Massive dolomite (Dol) typically forms at depth and elevated T through replacement of limestone (Ls) by its reaction with flowing dolomitizing fluid.  Our study addresses questions about the flow geometry, dolomitizing fluid, and flow mechanism involved in one instance of dolomitization.  Dolomitization in the study area was arrested with both Dol and Ls well-exposed in 3D. A sharp interface between unreacted Ls and completely reacted Dol indicates that Dol formed by the disequilibrium flow mechanism.  The distribution of Dol was mapped on km- to m-scales and directly images an orthogonal lattice of interconnected vertical and bedding-parallel fluid flow channels.

The ⁸⁷Sr/⁸⁶Sr of Latemar Dol is 0.7076-0.7079, and fluid inclusions have salinities of 3.6-5.1 wt % NaCl equivalent [1], implying that seawater (SW) or SW-derived fluid was the dolomitizing fluid. Dol has δ¹⁸O = 21.5-27.4‰ (VSMOW), corresponding to T = 52-88°C (assuming equilibration with fluid of δ¹⁸O = 0).  Electron microprobe and LA-ICPMS data for the Dol show enrichment in Fe (1,626-19,000 ppm), Mn (66-431 ppm), and Zn (1.7-16 ppm) relative to unreacted Ls. The concentration of Fe in Dol displays a positive linear correlation with that of Mn and Zn but not Cu. On the basis of these data, we suggest a dolomitizing fluid, analogous to diffuse effluent (DE) at mid-ocean ridges, that was a mixture of SW and hydrothermal fluid produced by reaction between SW and the adjacent Predazzo igneous complex that was active during dolomitization. Up to 15 concentric oscillatory zones of trace element concentration are visible in single Dol grains with backscatter electron and CL imaging. The zoning, the distribution of Dol in the field, and δ¹⁸O_Dol variability at the outcrop scale (23-27.4‰) indicate that fluid flow occurred in multiple, spatially restricted pulses.
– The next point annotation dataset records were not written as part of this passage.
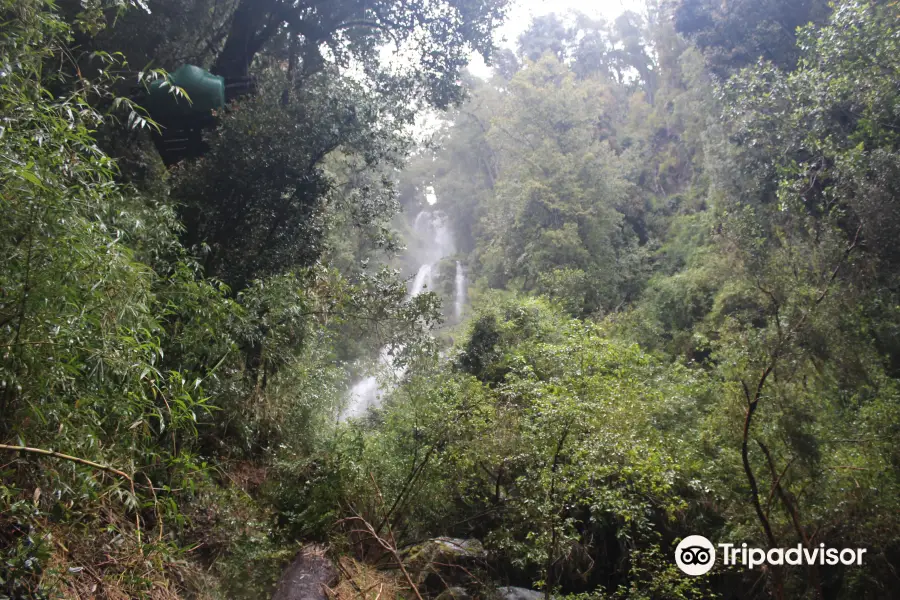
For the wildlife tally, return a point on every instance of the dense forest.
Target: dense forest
(293, 305)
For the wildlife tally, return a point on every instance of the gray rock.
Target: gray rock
(305, 576)
(514, 593)
(454, 593)
(460, 548)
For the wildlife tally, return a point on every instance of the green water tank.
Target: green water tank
(206, 91)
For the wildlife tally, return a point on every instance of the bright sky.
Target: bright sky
(521, 12)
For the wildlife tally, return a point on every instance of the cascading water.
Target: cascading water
(460, 297)
(433, 242)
The amount of Dol is a function of the time-integrated fluid flux, q, which can be estimated using the spatial extent of dolomitization in the field and the Ca/Mg of the dolomitizing fluid.  Assuming DE as the dolomitizing fluid, a geothermal gradient of 100°C/km, an input fluid at T=150°C, and 1 km of Dol along the flow path, q = (3.8-5.4)·10⁷ cm³ fluid/cm² rock. Results justify the interpretation of δ¹⁸O_Dol in terms of T of formation.

[1] Wilson, E. N. et al., (1990). Am. J. Sci., 290, 741-796.